Communiqué de presse 19 juillet 2025
25 juillet 2025
Des municipalités de la Petite-Nation dénoncent le mépris des Lomiko Metals envers la démocratie québécoise
Lac-des-Plages, 19 juillet 2025 – Du 19 au 22 juillet, les municipalités de Lac-des-Plages, St-Émile-de-Suffolk, Chénéville, Lac-Simon et Duhamel tiendront des rencontres publiques avec leurs citoyens afin d’expliquer comment se déroulera le référendum consultatif dans chacune des municipalités. Regroupées dans l’Alliance des municipalités de Petite-Nation Nord (Alliance), ces municipalités se sont engagées l’automne dernier à tenir un tel référendum pour donner l’occasion à chaque citoyen de s’exprimer et, ultimement, préciser le niveau d’acceptabilité sociale face à l’arrivée d’un projet minier et d’une industrie minière dans la région. L’Alliance rappelle l’importance de s’inscrire à la liste référendaire avant le 1er août et de, bien sûr, voter le 31 août.
Une démarche démocratique municipale sans précédent
Depuis 2024, l’Alliance a co-créé une démarche participative avec l’ensemble des parties prenantes, notamment des élus, la société civile locale, la MRC, des experts et des membres de l’équipe de Lomiko Metals. Près de 1000 citoyens y ont participé.
Le projet minier La Loutre de Lomiko est sur le territoire depuis désormais sept ans et les gens ont pu s’informer abondamment depuis toutes ces années. La localisation du projet n’a pas changé et les travaux d’exploration se déroulent au même endroit. Les citoyens ont désormais envie de s’exprimer.
Dans ce contexte, le référendum consultatif répond donc à un besoin d’expression populaire sur un projet connu.
Le respect des institutions démocratiques québécoises.
Bien que les municipalités soient des instances officielles de démocratie locale de l’État québécois, l’entreprise Lomiko Metals a pris la décision en août 2024 de ne plus participer aux rencontres organisées par les municipalités, malgré les modalités d’adaptation possibles.
En vue de préparer la campagne référendaire de cet été, l’Alliance a informé l’entreprise qu’elle pouvait s’inscrire comme représentante du camp du oui, un rôle formel prévu dans la Loi sur les élections et les référendums dans les municipalités. L’Alliance souhaitait aussi organiser des rencontres publiques pour que l’entreprise présente un argumentaire favorable à l’arrivée d’un projet minier dans Petite-Nation, suivi d’un argumentaire défavorable par les représentants du camp du non. L’entreprise continue de refuser de participer.
Reflétant ses valeurs, le Québec s’est doté d’outils de consultation populaire destinés notamment aux gouvernements de proximité, soit les MRC et les municipalités.
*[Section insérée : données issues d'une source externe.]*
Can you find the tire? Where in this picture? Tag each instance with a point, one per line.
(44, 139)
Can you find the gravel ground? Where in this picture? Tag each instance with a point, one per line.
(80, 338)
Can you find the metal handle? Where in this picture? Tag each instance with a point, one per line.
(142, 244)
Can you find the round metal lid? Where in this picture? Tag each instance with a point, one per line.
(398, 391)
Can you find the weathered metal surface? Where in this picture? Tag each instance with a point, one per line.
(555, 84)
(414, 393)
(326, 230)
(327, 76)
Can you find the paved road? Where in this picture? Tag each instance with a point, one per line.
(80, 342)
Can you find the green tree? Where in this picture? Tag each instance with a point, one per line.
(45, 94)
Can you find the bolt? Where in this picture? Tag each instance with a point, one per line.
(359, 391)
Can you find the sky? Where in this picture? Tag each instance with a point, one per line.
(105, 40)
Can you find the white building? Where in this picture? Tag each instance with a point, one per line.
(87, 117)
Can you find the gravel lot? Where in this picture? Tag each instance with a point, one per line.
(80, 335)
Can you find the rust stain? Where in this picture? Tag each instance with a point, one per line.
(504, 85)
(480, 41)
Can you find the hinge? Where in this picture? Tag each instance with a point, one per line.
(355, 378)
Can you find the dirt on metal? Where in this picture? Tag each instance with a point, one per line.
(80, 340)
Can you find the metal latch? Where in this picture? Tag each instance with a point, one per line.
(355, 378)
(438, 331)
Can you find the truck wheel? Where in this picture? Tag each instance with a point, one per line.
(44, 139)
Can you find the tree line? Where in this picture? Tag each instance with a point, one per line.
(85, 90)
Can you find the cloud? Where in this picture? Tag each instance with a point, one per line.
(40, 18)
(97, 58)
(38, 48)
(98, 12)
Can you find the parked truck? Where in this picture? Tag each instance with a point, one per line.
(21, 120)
Le référendum consultatif est un de ces outils. En ne participant pas à la campagne référendaire, l’Alliance retient donc que Lomiko Metals exerce une forme de boycott de manière méprisante envers la communauté locale et envers les institutions québécoises.
Lomiko Metals doit être recadrée par le gouvernement du Québec
Dans ce contexte, l’Alliance a interpellé le ministère des Affaires municipales et de l’Habitation et le ministère des Ressources naturelles et des Forêts, afin qu’ils viennent en soutien à la démocratie québécoise et incitent l’entreprise à participer à la campagne référendaire. Page 2 de 2
Selon notre compréhension de la responsabilité sociale d’entreprise, Lomiko Metals devrait en premier lieu respecter les modalités démocratiques choisies par la société d’accueil. Dans un contexte de financement par l’armée américaine, cet enjeu est encore plus sensible.
Lomiko Metals semble croire que ses droits d’exploration sont supérieurs aux droits civiques.
Citations « Il est très difficile de comprendre le comportement de l’entreprise d’exploration minière Lomiko Metals. L’entreprise avait toutes les chances de collaborer avec nous pour co-créer un processus d’information, de consultation et de participation. Nous l’avons consulté à chaque fois et nous lui avons dit que nous devions être partie prenante comme instance officielle de démocratie locale. Il n’y avait pas d’autres manières pour elle de dialoguer avec le milieu très opposé au projet. Plutôt que de collaborer avec nous, elle boycotte et ne réussira jamais à construire une relation de confiance nécessaire à un tel projet. Il est très dommage que l’entreprise se mette à dos la population, pas tant pour le projet, mais pour son manque de respect envers les institutions. Si elle veut vraiment faire une mine ici, elle va devoir commencer par respecter la démocratie, les citoyens et le gouvernement de proximité. » David Pharand, co-porte-parole pour l’Alliance des municipalités de Petite-Nation Nord.